Mei, mother of four-month-old Amy, called to make an appointment in my behavioral pediatrics practice. Her thick accent made it difficult for me to understand her concern over the phone. She arrived at my office with her husband, Yuan, who spoke little English. I learned that they had recently immigrated from China. Although I had a blanket on the floor covered with toys, Mei stood tentatively, her movements awkward and hesitant, until I suggested she put Amy down.
Immediately Amy gave me a huge grin, kicking her little legs that her mother had, with my gentle encouragement, released from her snowsuit. At first Mei sat tensely on a chair, not joining us on the floor, speaking in a somewhat remote and intellectual tone, while she told me her story. I played with Amy, smiling with her as I observed that she liked to be held in a standing position to better see the world.
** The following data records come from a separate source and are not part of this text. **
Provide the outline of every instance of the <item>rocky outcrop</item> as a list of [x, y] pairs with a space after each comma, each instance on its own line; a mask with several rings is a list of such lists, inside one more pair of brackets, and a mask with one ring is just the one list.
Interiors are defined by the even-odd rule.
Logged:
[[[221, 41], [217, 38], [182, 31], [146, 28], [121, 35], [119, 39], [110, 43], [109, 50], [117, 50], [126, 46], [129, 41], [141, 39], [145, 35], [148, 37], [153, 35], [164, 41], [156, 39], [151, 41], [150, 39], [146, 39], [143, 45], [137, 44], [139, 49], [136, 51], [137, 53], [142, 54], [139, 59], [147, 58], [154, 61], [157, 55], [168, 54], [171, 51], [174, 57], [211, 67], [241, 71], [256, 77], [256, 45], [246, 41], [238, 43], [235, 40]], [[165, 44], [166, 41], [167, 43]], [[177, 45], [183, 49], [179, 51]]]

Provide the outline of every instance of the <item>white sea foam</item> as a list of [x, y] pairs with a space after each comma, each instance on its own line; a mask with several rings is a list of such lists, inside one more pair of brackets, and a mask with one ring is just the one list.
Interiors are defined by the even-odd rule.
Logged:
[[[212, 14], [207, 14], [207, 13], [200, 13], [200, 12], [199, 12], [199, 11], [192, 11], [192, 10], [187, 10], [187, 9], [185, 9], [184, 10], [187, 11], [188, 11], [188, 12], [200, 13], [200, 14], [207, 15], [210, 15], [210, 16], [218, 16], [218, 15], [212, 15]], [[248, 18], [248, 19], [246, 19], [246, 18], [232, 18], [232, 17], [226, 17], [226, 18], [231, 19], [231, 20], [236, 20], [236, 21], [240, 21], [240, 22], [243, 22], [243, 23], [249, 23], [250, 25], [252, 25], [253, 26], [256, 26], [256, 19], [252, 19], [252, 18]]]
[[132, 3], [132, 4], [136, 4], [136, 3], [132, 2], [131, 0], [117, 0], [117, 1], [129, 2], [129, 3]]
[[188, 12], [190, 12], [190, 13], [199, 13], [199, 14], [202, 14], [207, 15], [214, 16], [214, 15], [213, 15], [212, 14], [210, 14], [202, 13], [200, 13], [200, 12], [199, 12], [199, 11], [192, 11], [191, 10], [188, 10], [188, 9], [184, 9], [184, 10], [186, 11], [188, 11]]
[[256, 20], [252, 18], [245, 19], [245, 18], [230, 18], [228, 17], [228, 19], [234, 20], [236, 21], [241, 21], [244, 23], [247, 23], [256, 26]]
Mei eventually joined us on the floor but did not join me in playing with Amy.
Mei was fully absorbed in describing a scary moment just after Amy’s birth, when she had needed some oxygen. Amy had been in the special care nursery for about an hour before she was reunited with her mother. Multiple doctors had reassured Mei that Amy was fine. She had seen her regular pediatrician for checkups, and he had expressed no concerns about Amy’s development. Yet Mei was convinced that there was something wrong with her brain. Specifically with her ability to relate to other people—it was her social development that Mei was worried about.